It’s a lot for anybody to navigate all this shit, day to day, and my impression based on your poems and post is constant storm and turmoil, probably that you can tuck away for work (assuming that you are working right now? Not sure) and then it comes back on your own time.
I’m not too sure that anyone chooses to let it fester. It may feel like a choice, but somehow since people are motivated toward pleasure seeking and finding good things to ensure survival, I think evil and negativity are more like a wolf at the door constantly and you think you’re opening the door but meanwhile he has the key and he just tricks you into thinking he’s there because he’s that charismatic. Making things even more complicated, some negative emotions can feel sort of good at times.

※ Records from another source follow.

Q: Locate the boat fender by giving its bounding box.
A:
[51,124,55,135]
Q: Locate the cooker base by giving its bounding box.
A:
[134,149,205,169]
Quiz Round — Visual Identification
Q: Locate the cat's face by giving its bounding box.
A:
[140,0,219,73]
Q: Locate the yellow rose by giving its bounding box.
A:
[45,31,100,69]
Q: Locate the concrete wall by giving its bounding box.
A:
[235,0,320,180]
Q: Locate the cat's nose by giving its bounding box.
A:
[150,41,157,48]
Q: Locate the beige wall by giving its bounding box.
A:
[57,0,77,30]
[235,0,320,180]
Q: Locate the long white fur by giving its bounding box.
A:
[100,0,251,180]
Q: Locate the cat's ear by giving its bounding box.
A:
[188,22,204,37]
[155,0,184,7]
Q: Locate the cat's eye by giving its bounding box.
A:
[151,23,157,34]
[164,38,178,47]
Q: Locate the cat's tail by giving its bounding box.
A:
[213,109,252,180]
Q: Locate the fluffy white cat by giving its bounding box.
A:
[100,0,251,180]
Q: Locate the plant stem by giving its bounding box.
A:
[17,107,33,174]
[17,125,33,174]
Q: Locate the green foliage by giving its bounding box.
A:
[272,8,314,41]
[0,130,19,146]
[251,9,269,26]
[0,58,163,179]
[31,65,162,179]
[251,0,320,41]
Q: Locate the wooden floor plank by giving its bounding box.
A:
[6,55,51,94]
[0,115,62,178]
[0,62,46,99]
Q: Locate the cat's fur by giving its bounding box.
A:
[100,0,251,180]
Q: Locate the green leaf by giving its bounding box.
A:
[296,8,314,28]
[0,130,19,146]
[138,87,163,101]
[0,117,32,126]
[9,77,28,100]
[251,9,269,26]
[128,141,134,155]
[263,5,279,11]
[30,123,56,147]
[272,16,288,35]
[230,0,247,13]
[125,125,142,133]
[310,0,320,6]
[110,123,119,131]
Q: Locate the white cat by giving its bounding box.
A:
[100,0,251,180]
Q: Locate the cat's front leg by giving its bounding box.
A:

Like, if you’ve been grappling with anxiety and a wave of anger or rage comes along, that anger may feel damn good in comparison to other negative emotions. It’s all a mess and I wonder if this is even making sense.
You may not feel brave because you experience the worst of your emotions, but know this – bravery isn’t being unafraid. It’s not about how you feel, it’s about action taken in spite of that. Like for example, that memory you posted the other day. I told you how I did something similar and then deleted it the next day. Without even reading it a second time. It was too paralyzing and I couldn’t deal. Whereas, it sounds like you are not only keeping that post up, you are posting more in that vein. Like a series or a category. Essentially you are trying to process and move through something very difficult. That’s bravery. But at the same time if you find that you cannot continue doing that, don’t beat yourself up, because seriously, most people can’t go there without a very good therapist. Even if you couldn’t keep working through that, it would not subtract from your bravery of the first effort.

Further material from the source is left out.